Yesterday, I was watching fox, or maybe nbc, it is hard to tell nowadays. Anyway, a preview came on, of a new fox (or nbc) show: 10 Items or Less. The premise was that a mysterious stain on the wall was shaped like Jesus, and of course it is exploited in a hilarious way.

Did I miss out on a golden opportunity? And who is profiting on my actual experience?

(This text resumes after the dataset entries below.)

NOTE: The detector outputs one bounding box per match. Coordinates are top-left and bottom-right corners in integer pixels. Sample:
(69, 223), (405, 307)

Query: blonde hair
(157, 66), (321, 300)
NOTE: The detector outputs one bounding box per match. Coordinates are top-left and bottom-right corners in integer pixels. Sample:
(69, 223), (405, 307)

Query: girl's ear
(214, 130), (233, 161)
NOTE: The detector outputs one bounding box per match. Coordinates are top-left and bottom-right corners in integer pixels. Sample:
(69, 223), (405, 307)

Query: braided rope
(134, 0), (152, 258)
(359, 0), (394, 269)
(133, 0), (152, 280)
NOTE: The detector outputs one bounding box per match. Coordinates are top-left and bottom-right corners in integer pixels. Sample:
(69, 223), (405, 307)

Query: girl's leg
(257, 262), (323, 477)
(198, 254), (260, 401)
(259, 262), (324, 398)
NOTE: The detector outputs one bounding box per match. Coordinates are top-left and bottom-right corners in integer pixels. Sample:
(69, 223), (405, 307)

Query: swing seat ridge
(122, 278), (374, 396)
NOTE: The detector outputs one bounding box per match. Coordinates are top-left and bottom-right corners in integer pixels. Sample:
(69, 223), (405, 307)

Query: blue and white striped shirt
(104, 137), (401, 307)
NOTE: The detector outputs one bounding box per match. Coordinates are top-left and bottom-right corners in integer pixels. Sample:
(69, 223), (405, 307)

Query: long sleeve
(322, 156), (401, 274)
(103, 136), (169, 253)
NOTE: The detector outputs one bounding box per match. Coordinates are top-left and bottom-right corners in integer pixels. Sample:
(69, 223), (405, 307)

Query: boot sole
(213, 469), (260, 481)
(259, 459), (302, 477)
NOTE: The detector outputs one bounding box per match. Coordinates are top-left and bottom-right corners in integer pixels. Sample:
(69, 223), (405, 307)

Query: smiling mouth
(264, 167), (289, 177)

Jesus was in a two-piece band touring across the country. They contacted me for a show and while I couldn't book them, I could at least put them up in the communal house I was living in at the time. When I got out of class, I got to the house and they had shown up early and were helping the other FNB (Food Not Bombs) volunteers cook. After we hung out and talked for awhile, they suggested that they set up in the basement and play for just me and the roommates. Their set was lighthearted and frantic jamming, and I bought a T-shirt that read 'Fuck SUVs / Ride dinosaurs' from them before we crashed. I later wore that shirt into Student Senate and pissed off S-, my friend and president thereof. He was too uptight about stuff reflecting badly on him.

Jesus was also the name of my cat, born in the most improbable circumstances: His mother never left the house or saw another cat for several years preceeding her pregnancy.